Wednesday, August 07, 2013

PREVIEW ROBOCOP: THE LAST STAND #1 Frank Miller's Screenplay Made A Comic

I don't know about you, but each time I watch 1987 film RoboCop, I feel the creative team were a little taken with writer/artist Frank Miller's '86 comic, The Dark Knight Returns. Mostly due to the little news bulletins which drop in-between scenes in a similar fashion.

Miller wrote a screenplay for Detroit's infamous defender, one that never made it to the big screen. Finding that wrong too big to leave un-rightened, BOOM! Studios have adapted it into a comic, with the first issue out this week.

Adapted by Steven Grant, with art by Korkut Öztekin, Miller's vision tells of a police force disbanded, citizens evicted from their homes, with ED209's and OCP officers running the streets. With Delta City looming large, through brains, guts and bullets, the time for RoboCop's last stand is now (click to enlarge).
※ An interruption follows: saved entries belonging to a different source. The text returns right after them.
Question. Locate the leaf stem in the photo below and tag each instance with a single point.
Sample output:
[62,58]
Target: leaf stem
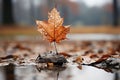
[55,47]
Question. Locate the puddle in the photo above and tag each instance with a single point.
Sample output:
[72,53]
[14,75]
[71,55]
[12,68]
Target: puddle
[69,73]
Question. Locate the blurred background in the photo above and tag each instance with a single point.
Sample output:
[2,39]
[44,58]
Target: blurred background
[84,16]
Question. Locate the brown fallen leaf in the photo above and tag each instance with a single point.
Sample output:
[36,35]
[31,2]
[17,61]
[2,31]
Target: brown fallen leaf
[53,30]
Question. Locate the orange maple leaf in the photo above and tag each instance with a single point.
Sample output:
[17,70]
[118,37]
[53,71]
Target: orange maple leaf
[53,30]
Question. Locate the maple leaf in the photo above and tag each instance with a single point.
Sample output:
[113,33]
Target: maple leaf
[53,29]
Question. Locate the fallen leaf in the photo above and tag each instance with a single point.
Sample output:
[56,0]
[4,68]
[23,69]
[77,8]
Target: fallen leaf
[53,30]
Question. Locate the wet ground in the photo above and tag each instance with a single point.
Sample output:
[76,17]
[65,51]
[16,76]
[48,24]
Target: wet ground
[70,73]
[22,66]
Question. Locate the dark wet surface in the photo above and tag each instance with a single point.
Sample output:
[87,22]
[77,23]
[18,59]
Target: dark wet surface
[69,73]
 What do you think?  Be sure to get your copy, in stores today!

7 comments:

  1. I never really got into the Robocop films - they always seemed to have that dystopian future where everything was dark and miserable and the rule of law had broken down - I prefer my films to be more upbeat.
    The effects were good though, and in the main stand up well to the test of time. I have a very tenuous connection to the second movie [well, hardly even that]; an actor friend of mine went to Hollywood on a whim and got a small blink and youll miss it part in Robocop 2 [hes the blond male reporter]. end of career for him as he hasn't worked since, I think[!].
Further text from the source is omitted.